Таким образом, если ключ был, к примеру, «ПРЕДСТАВИЛ», то шифр «РВ-СЛ» обозначал 28 рублей 50 копеек. При том «официальная» цена была, примеру, 35 рублей.

В качестве рекламы, разумеется, использовались громкие названия. Писали их подчас безграмотно, по большей части, без кавычек. В частности, часовой магазин Азерского имел огромную броскую вывеску: «Магазин Женева».

Идея, в общем-то, понятно. Да, самые престижные часы  швейцарские, да, в Швейцарии есть город под названием Женева, и у покупателя должен сложиться соответствующий ассоциативный ряд.

Но это  в идеале. А в действительности, подавляющее большинство костромичей считало, что здесь  магазин некого господина, носящего простую русскую фамилию: Женев.

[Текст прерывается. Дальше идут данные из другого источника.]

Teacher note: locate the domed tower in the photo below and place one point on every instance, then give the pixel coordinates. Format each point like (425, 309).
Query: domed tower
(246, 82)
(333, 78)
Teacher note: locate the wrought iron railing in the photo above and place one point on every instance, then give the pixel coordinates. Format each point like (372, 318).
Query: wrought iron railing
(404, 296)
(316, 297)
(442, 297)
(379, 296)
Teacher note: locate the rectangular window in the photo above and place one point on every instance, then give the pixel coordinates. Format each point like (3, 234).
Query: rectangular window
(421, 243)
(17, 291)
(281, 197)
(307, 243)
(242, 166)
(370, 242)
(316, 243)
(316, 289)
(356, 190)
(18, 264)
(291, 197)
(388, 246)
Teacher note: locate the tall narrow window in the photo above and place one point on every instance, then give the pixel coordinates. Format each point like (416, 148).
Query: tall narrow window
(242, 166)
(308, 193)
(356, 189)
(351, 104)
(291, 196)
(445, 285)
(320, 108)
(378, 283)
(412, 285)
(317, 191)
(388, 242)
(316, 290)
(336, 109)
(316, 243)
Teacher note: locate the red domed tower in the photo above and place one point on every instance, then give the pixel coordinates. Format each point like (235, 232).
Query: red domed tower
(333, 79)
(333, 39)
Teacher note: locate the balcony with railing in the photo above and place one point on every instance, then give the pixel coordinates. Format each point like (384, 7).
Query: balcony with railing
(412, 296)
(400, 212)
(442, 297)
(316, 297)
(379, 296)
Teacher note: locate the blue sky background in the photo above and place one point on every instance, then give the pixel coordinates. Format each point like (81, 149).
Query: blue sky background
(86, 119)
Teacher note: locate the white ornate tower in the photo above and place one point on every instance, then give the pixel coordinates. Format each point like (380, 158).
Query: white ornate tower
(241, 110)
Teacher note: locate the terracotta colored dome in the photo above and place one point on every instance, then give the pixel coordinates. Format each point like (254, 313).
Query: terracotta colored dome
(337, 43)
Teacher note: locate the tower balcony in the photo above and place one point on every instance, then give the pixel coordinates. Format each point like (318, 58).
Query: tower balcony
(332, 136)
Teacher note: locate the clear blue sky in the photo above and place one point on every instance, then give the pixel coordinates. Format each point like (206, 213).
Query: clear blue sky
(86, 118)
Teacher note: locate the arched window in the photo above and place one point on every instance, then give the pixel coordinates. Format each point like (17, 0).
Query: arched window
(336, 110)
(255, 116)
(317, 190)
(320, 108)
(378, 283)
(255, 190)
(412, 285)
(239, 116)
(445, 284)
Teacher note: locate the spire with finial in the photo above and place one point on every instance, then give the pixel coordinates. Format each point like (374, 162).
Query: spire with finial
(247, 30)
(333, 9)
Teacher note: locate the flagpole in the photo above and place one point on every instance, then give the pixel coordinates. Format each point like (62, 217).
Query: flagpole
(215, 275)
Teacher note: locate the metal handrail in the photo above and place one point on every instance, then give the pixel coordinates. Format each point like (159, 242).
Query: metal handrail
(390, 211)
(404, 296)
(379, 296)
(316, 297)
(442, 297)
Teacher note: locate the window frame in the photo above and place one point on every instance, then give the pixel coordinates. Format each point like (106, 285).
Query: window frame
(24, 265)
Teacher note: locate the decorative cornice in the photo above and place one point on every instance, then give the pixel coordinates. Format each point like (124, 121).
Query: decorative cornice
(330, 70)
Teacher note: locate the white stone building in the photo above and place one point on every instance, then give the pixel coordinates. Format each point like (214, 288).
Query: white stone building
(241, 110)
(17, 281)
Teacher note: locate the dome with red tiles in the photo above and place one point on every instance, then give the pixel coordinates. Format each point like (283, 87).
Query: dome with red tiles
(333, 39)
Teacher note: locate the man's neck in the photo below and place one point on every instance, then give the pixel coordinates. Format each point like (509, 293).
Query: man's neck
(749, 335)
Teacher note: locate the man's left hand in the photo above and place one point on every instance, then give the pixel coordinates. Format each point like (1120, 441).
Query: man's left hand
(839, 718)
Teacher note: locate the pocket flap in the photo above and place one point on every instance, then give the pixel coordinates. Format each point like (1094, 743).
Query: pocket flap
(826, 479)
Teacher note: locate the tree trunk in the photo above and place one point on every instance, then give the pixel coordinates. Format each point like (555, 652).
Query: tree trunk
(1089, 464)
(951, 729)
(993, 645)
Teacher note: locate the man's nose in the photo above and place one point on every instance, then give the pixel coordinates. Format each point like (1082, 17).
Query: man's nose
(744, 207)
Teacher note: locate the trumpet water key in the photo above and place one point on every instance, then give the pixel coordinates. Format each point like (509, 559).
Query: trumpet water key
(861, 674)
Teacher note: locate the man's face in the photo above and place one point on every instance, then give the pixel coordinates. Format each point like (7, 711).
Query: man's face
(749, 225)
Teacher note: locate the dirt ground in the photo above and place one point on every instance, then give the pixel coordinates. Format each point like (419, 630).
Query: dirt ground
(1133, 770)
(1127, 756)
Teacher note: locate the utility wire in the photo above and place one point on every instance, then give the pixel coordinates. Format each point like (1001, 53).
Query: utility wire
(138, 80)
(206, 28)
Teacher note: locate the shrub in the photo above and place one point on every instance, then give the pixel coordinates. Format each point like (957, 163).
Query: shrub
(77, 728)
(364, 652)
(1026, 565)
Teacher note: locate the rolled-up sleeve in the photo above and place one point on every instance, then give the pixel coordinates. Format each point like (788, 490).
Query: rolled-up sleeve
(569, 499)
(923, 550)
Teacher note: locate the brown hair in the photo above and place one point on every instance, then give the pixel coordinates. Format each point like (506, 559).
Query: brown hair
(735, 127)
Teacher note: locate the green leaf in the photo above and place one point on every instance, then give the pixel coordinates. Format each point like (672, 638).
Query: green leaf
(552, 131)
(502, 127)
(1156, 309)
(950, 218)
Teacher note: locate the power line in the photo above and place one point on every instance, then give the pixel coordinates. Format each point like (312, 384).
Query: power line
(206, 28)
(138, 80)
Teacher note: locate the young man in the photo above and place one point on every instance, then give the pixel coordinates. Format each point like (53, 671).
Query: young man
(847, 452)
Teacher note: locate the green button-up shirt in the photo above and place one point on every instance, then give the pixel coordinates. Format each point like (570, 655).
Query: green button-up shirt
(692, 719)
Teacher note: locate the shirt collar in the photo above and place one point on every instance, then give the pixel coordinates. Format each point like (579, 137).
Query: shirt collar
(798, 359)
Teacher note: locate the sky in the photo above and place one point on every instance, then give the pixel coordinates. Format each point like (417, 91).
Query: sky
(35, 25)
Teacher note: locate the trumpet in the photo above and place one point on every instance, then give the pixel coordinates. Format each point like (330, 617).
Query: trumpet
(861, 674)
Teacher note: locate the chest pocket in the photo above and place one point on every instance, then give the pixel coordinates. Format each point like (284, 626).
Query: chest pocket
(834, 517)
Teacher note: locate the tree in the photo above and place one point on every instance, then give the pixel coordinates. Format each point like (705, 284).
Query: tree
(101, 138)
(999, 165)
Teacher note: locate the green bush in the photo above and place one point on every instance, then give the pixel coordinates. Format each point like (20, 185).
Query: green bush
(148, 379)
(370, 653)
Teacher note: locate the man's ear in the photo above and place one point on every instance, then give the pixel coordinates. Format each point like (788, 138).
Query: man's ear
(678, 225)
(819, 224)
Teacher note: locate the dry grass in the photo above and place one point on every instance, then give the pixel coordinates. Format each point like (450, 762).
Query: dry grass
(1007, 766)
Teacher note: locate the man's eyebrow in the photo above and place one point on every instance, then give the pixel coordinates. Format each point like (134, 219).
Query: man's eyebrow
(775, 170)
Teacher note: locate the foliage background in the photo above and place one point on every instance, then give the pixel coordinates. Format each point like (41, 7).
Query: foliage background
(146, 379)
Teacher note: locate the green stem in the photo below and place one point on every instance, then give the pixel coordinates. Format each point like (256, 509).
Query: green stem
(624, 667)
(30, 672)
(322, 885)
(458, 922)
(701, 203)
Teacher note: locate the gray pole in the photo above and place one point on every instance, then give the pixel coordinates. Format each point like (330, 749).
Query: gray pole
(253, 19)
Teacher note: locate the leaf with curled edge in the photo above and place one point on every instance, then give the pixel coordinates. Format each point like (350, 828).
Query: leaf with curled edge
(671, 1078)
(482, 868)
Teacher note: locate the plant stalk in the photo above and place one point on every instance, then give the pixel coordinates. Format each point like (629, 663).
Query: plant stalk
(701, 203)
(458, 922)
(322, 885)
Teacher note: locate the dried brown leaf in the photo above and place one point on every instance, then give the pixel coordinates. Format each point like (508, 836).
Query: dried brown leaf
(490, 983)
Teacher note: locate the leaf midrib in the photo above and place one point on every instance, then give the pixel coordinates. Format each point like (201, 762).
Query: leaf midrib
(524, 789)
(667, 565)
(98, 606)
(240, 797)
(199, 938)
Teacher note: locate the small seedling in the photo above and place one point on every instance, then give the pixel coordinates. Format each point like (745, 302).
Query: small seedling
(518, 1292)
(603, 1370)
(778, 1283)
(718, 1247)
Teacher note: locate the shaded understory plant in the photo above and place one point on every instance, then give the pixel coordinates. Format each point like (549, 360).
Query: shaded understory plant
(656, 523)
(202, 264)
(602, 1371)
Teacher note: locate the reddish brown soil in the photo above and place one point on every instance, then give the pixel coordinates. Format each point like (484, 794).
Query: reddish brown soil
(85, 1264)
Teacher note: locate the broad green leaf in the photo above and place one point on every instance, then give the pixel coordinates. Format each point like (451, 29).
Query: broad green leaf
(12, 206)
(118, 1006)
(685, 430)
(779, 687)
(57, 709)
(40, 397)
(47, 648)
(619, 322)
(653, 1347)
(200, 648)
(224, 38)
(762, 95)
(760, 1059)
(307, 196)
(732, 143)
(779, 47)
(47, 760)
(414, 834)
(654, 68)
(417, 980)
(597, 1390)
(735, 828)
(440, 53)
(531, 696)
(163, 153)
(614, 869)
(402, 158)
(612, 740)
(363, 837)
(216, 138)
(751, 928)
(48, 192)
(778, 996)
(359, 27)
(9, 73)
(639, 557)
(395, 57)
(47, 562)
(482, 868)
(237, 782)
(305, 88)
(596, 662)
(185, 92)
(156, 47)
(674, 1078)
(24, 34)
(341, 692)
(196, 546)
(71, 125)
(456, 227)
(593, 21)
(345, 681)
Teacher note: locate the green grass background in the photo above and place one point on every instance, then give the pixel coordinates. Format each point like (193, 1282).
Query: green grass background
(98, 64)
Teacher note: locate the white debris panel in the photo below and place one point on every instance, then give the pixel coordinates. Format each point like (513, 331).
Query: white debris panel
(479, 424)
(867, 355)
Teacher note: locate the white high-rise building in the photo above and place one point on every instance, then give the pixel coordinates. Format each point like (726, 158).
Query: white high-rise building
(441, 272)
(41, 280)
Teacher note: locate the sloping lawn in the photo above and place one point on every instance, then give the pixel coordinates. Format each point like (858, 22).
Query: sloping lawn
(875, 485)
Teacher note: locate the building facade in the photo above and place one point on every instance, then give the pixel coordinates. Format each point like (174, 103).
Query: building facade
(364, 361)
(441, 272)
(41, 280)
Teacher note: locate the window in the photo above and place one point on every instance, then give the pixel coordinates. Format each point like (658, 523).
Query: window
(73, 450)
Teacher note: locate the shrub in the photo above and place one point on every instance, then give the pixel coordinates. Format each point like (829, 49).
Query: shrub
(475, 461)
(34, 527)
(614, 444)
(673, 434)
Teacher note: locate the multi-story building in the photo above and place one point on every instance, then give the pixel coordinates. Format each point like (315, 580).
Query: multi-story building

А С. Чумаков писал о совершенно фантастическом рекламном ходе, придуманном одним предпринимателем: «Была торговля готовым платьем третьего сорта, главным образом из лодзинского материала. Принадлежала она Морковникову и именовалась неведомым для костромичей словом Конфекция. Магазин был оборудован следующим образом: окна завешены готовым платьем, так что в магазине царил полумрак, а при наступлении темноты зажигалась лампа с каким-то особым голубым стеклом; лампа была керосиновая, свету давала мало, и полумрак не давал возможности рассмотреть дефекты и окраску материала. Для оживления оборота против магазина на галерее прохаживался юркий еврейчик, у которого на руках была пара брюк. Увидя зазевавшегося крестьянина, он хватал его за руку и волок в магазин. Если клиент не отбивался, то как только он попадал в Конфекцию, на него набрасывались с разных сторон два или три приказчика, совавшие готовое платье прямо в лицо. Торговались до седьмого пота, а в случае, если покупатель уходил, то за ним мчались на улицу и тащили за полы обратно в Конфекцию».